Christianity's grip on the national psyche has been loosening steadily for more than a century.
The release of the 10-yearly census data sent shockwaves through the clergy and beyond,
revealing a startling acceleration in this decline over the past two decades,
and raising profound questions about the evolving nature of society,
and the role of the church within it, if any.
The census had revealed that, for the first time, less than half of the population describe themselves as Christian, though minority ethnic communities
were keeping faith alive.
The Church of England, once an immovable pillar of British life, is now a crumbling relic of its former self.

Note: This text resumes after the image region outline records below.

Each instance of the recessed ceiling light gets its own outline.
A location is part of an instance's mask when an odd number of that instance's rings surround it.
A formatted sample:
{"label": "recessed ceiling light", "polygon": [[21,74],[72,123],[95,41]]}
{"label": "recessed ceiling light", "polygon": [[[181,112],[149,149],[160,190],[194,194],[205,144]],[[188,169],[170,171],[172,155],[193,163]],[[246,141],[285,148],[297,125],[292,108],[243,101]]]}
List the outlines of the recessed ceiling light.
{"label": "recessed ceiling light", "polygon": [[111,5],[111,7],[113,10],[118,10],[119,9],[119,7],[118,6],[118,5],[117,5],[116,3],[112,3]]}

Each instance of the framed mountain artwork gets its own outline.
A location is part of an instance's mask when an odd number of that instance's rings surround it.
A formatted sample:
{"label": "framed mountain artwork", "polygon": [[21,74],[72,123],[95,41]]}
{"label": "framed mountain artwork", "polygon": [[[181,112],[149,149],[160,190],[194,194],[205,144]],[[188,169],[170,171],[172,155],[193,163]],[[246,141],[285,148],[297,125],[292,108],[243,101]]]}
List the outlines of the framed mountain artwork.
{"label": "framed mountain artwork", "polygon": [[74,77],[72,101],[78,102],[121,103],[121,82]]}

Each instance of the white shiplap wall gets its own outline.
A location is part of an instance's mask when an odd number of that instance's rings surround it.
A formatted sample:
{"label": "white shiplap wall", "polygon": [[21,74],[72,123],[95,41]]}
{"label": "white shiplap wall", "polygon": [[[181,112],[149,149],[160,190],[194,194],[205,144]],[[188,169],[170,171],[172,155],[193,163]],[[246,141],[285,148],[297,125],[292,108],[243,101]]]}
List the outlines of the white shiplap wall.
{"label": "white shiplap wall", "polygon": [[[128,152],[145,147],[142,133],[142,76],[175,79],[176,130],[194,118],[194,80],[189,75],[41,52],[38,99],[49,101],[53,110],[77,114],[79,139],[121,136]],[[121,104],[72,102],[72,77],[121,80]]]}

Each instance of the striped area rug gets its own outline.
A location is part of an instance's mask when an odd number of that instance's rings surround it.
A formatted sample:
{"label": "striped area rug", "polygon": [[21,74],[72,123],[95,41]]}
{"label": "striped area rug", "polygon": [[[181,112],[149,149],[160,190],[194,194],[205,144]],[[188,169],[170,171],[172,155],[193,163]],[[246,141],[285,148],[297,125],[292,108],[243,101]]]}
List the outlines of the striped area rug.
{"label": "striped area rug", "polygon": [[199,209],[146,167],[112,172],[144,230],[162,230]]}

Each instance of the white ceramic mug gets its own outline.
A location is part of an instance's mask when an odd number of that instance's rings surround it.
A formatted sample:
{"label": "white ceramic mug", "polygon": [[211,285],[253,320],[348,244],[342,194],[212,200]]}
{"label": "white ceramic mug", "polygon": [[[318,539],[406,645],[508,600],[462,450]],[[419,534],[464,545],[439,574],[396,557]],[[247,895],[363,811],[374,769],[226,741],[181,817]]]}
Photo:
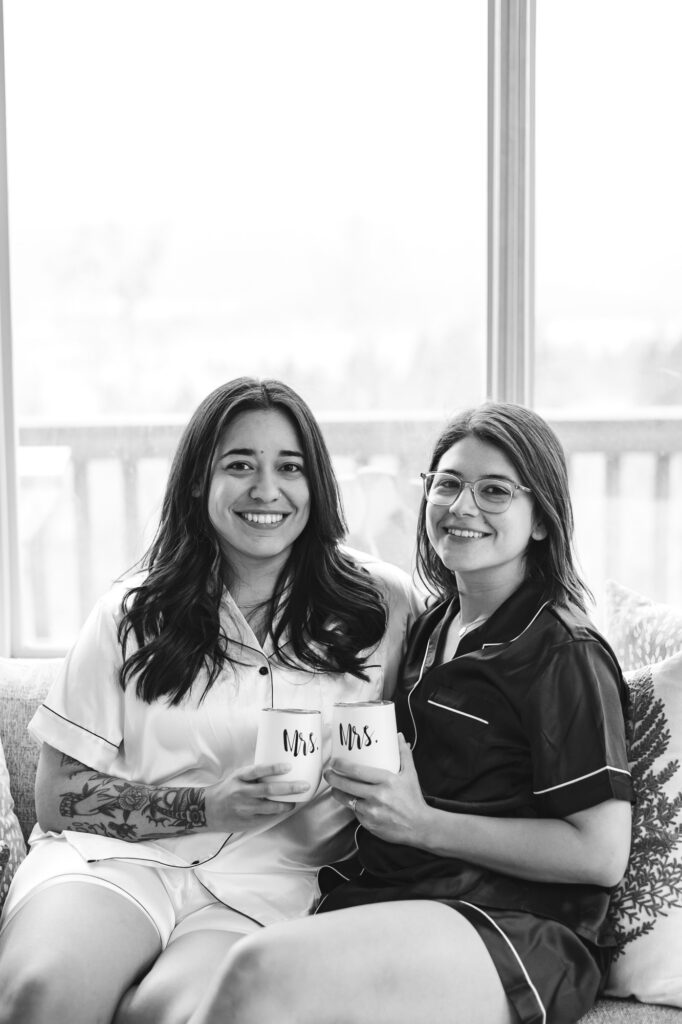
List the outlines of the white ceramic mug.
{"label": "white ceramic mug", "polygon": [[332,723],[332,757],[356,764],[400,770],[400,752],[391,700],[335,703]]}
{"label": "white ceramic mug", "polygon": [[305,793],[272,797],[286,803],[300,804],[314,797],[323,766],[322,714],[303,708],[263,708],[258,718],[255,764],[290,764],[287,775],[276,775],[281,782],[308,782]]}

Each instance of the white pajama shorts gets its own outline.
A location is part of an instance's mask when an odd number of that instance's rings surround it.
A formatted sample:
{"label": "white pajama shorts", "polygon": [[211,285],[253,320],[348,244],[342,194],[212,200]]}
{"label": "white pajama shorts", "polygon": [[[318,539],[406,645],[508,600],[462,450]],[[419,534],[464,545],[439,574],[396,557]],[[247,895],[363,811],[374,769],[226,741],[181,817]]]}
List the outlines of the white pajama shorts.
{"label": "white pajama shorts", "polygon": [[12,879],[0,933],[36,893],[62,882],[105,886],[130,900],[155,926],[162,948],[189,932],[215,930],[249,935],[263,926],[221,903],[190,868],[127,860],[89,863],[63,838],[32,847]]}

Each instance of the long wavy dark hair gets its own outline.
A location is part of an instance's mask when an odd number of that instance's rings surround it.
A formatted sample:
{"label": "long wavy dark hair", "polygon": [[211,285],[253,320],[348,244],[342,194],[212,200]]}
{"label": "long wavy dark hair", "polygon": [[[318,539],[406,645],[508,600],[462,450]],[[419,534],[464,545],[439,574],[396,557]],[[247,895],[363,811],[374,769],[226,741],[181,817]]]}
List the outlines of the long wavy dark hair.
{"label": "long wavy dark hair", "polygon": [[[205,695],[226,662],[240,664],[241,646],[228,643],[220,625],[230,566],[209,519],[208,493],[224,431],[240,414],[263,410],[283,413],[295,428],[310,493],[308,521],[266,605],[275,650],[288,632],[287,650],[280,648],[278,656],[292,666],[367,678],[358,655],[383,636],[386,607],[369,572],[339,548],[346,524],[319,426],[286,384],[241,377],[209,394],[187,424],[156,537],[138,565],[147,572],[124,599],[121,685],[134,677],[136,692],[146,701],[165,695],[179,703],[202,670]],[[136,649],[128,653],[131,634]]]}
{"label": "long wavy dark hair", "polygon": [[[464,437],[477,437],[499,449],[512,463],[519,482],[530,487],[536,513],[547,537],[528,542],[526,578],[542,583],[546,600],[572,602],[585,610],[592,595],[581,579],[573,555],[573,511],[566,459],[559,438],[541,416],[512,402],[486,401],[452,420],[438,437],[429,471]],[[417,571],[427,588],[444,598],[457,592],[454,573],[440,561],[426,532],[426,501],[417,525]]]}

For centuries, it stood as the moral backbone of the nation, a guiding light for both the powerful and the humble.
Today, its pews are mostly empty, its congregations disillusioned, and its influence largely an illusion.
In a world increasingly captivated by secular ideologies, the Church of England has floundered.
Its leaders, once unafraid to speak truth to power, have lost the eternal truths of the Gospel of Christ
in a miasma of mistaken doctrines oriented to an imagined spiritual reality
and the legends of ancient religious superstition.
Where people look for openness and truth, the church offers obedience and mystery.
Where people look for sharing, the church offers compliance;
Where people look for inclusion, the church offers an exclusive message;
Where people look for hope in this world, the church offers heaven in the next;
yet
where Jesus spoke of sharing our possessions, the church grows rich on its own;
where Jesus spoke of turning the other cheek, the church supports those protecting their power;
where Jesus spoke of human love, the church supports the anchorite.
How is it that the church has gone so far astray?
It would seem that God is at work beyond the walls of the religious institutions;
that divinity inspires the goodness that flows untrammelled from seemingly secular sources,
that the structures and strictures of the church may well be an impediment
to the workings of godliness in our time.
Sensng divine denial, the people have turned their back on the institutional church,
condemning its constitution and its message through their absence.